Le contrôle des coûts de l'assurance maladie est une question très différente du financement des retraites. Un article typique sur les 70 ans du trou de la sécu montre que la confusion est totale entre l'assurance maladie qui a une composante technologique forte, et le financement des retraites qui est une question démographique et actuarielle,

Enfin, le but n'est pas d'éviter un déficit mais de contrôler le niveau de dépenses afin que le système puisse faire face au vieillissement de la population. Avec un taux de cotisation suffisamment élevé, on peut équilibrer n'importe quel niveau de dépenses. Ce graphe des dépenses en euros montre une hausse progressive importante:

source: wikipedia et ccss

Cette donnée n'est guère discutée dans les médias. En fait, le niveau de dépenses de 2018 ou 2019 n'est repris nul part, et il faut le chercher sur le site de la commission des comptes de la sécurité sociale.

On ne voit pas non plus d'analyses prévisionnelle de la hausse des coûts d'assurance maladie suivant le vieillissement de la population française, ou sur la baisse des recettes. En effet, des cotisations de 7%+7 % de CNAM et 9 % de CSG sont prélevées sur la fiche de paye d'un jeune de 20 ans, un retraité de plus de 65 ans ne paye que 8.3% de CSG. Un déficit apparaît automatiquement quand la population vieillit.

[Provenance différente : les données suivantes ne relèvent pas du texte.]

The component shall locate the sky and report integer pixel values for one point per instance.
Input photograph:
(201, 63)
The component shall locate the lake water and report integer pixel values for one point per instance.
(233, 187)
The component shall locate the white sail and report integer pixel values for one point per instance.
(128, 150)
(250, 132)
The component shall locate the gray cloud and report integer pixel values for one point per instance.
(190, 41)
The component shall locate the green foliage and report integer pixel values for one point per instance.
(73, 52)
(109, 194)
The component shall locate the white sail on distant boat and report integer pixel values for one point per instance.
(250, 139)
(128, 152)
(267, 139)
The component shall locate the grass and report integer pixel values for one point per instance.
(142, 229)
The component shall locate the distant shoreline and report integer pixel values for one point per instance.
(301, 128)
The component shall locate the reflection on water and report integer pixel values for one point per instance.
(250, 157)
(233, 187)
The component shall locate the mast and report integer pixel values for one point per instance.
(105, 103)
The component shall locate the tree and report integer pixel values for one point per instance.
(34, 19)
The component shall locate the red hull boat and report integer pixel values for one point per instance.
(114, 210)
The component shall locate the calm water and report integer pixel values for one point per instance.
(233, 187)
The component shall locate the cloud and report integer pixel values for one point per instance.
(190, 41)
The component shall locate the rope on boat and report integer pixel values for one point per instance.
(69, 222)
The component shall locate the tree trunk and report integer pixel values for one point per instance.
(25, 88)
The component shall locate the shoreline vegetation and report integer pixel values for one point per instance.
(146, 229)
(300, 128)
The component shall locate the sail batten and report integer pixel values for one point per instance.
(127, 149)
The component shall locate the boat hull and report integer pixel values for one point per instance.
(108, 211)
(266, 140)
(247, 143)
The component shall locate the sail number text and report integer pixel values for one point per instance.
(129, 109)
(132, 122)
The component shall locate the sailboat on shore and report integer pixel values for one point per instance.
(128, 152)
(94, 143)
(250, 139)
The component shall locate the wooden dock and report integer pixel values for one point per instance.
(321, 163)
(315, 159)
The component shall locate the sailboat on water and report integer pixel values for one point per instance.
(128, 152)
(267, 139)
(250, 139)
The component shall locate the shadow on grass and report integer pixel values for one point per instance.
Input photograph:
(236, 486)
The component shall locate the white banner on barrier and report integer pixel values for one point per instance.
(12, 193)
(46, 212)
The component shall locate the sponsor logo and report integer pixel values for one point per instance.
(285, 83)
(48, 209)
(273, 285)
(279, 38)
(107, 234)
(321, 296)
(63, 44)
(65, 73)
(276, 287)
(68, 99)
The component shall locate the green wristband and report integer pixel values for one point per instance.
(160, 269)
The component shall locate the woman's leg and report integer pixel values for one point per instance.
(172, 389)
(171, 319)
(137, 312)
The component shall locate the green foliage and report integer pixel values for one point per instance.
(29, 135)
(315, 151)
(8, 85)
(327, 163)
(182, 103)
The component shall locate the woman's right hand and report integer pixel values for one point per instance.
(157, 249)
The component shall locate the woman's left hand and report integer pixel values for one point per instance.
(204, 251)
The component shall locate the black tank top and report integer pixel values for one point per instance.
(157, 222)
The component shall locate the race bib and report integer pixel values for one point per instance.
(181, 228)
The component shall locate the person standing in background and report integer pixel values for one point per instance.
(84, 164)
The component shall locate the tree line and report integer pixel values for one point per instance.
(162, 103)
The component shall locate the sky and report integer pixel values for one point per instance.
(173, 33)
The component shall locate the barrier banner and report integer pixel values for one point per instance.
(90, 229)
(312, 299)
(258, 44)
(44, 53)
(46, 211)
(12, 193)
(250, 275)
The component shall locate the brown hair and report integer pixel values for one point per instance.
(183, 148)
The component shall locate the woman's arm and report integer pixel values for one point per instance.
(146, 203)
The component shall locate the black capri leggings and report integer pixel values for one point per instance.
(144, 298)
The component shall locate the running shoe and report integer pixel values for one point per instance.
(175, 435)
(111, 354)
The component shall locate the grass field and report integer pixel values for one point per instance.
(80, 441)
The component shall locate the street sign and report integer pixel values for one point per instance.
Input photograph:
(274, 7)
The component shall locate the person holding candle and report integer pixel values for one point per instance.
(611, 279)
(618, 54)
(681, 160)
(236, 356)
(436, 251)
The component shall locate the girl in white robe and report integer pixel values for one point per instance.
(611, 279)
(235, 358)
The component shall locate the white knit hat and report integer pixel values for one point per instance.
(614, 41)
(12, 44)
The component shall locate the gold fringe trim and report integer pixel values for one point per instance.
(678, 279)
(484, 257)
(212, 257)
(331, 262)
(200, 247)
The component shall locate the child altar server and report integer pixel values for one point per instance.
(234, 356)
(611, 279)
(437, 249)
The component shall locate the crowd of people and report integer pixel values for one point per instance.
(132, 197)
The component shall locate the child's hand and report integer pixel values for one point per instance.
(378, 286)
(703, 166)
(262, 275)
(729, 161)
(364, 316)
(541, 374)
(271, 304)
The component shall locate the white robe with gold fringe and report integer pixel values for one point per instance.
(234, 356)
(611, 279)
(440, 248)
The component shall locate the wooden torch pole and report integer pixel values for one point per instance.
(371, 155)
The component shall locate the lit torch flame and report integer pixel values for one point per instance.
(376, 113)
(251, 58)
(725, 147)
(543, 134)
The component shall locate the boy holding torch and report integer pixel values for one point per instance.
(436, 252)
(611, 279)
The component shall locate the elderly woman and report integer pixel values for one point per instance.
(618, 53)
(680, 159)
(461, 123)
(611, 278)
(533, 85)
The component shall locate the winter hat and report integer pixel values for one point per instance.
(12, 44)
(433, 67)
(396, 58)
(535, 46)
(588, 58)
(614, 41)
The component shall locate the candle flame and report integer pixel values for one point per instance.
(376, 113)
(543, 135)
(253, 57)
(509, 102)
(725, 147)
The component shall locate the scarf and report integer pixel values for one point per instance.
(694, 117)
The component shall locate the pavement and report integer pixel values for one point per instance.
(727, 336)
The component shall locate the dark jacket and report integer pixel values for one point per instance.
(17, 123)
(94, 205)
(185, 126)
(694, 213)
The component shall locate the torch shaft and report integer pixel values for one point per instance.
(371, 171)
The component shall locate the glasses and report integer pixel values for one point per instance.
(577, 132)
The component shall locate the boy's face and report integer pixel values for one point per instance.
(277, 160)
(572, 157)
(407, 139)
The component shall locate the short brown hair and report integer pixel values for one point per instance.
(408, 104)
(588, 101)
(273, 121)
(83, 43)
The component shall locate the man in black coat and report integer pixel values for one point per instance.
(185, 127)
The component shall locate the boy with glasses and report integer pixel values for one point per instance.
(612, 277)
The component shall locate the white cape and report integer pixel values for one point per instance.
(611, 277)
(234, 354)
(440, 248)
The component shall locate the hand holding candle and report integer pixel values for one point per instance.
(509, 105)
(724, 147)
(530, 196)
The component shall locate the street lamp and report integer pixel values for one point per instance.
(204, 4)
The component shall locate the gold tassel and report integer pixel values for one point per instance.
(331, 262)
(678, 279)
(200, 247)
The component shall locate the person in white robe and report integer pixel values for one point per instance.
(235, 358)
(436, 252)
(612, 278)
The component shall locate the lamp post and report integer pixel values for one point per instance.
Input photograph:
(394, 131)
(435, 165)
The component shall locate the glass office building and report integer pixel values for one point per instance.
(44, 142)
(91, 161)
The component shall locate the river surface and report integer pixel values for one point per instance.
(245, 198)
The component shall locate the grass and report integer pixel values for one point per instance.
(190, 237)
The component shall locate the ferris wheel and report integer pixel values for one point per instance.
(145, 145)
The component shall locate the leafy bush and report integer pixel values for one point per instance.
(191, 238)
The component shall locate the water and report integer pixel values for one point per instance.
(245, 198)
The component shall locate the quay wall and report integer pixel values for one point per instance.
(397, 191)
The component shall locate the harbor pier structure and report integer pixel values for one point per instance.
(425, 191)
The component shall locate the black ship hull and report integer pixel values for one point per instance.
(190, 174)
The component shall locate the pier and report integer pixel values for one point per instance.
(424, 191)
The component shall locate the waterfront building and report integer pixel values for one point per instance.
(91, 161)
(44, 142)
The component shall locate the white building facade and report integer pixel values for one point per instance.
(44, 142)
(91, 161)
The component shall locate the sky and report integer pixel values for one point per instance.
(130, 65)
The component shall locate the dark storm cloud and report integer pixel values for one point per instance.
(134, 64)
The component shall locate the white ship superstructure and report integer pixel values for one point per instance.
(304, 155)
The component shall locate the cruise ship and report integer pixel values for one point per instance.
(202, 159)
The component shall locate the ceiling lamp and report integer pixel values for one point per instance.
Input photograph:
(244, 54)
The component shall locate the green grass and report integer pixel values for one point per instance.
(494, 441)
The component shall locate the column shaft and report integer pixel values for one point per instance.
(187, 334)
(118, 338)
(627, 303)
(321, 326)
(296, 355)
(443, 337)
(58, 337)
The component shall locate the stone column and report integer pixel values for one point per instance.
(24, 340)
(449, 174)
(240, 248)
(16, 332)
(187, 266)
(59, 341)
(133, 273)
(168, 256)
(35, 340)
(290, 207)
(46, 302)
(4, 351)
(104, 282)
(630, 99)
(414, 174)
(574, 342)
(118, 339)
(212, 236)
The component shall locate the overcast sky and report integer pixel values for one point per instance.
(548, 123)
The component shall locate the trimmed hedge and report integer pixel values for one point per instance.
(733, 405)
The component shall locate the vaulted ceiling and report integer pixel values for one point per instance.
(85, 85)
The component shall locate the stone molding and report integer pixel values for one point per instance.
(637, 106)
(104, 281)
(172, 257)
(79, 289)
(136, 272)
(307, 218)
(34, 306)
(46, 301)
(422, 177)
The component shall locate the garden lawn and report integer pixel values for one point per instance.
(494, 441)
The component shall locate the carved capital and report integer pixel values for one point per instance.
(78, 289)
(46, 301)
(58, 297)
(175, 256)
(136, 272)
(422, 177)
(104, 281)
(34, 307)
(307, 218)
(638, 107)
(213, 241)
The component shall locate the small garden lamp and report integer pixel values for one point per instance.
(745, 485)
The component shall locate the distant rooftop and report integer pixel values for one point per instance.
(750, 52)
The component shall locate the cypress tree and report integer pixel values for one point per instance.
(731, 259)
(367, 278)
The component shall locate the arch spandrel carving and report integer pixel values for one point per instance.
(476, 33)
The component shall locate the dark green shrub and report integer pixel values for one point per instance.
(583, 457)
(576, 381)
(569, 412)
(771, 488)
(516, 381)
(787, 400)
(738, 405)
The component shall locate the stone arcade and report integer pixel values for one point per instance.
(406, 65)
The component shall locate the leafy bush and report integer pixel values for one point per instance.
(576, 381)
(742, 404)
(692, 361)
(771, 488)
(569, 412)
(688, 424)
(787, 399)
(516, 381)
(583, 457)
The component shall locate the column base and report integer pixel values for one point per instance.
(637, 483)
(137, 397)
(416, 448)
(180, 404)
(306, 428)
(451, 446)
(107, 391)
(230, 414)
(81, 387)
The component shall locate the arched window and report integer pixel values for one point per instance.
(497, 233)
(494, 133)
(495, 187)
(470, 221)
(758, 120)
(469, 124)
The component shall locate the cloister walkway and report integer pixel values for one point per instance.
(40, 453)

Il y a donc trois sources de confusion:
  1. les catégories différentes que sont l'assurance maladie et le financement des retraites sont confondues dans les comptes de la nation ce qui dissimule le surcoût des retraites par rapport aux autres pays 
  2. l'assurance maladie est sous facturées pour la partie de la population qui l'utilise le plus, ce qui rend le budget instable quand cette population augmente, 
  3. le discours public construit et repris autour du déficit présent et du cumul de la dette sociale passée est posé dans des termes qui ignorent l'augmentation prévue des dépenses.
Ces confusions obscurcissent le débat public et la compréhension des décideurs.

Futur de l'Assurance Maladie en France


Le coût d'un système d'assurance maladie est entre 4 % et 20 % du PIB. Avec 10 % de coût et peu de pénuries ou de files d'attentes, le système français est l'un des plus efficaces. Cependant ce coût  est sous-facturé aux retraités et surfacturé aux actifs. Le mode de financement de l'assurance maladie en France est donc instable.

En fait, le futur du système s'installe depuis les années 1990 : la technologie améliore la médecine et augmente son coût dans tous les pays. Pour y faire face en France, de nouvelles cotisations sont mises en place qui cimentent la position du pays dans le palmarès fiscal et obèrent sa compétitivité économique, des pénuries de soins et de médicament apparaissent, l'age de la retraite est progressivement retardé. L'évolution se fait sur 30 ans de manière graduelle. La situation par rapport à 1990 a beaucoup changé car ce sont les cotisations surtout qui ont augmenté.

La gabegie en France est plus importante pour son système de retraite où 30 % de PIB sont utilisés au lieu de 10 % dans les pays qui utilisent la retraite par capitalisation, cette disparité va augmenter en l'absence de réforme.

Il conviendrait donc d'allouer correctement les coûts d'assurance maladie afin de rendre plus transparente la transition et l'évolution requise du système de retraite.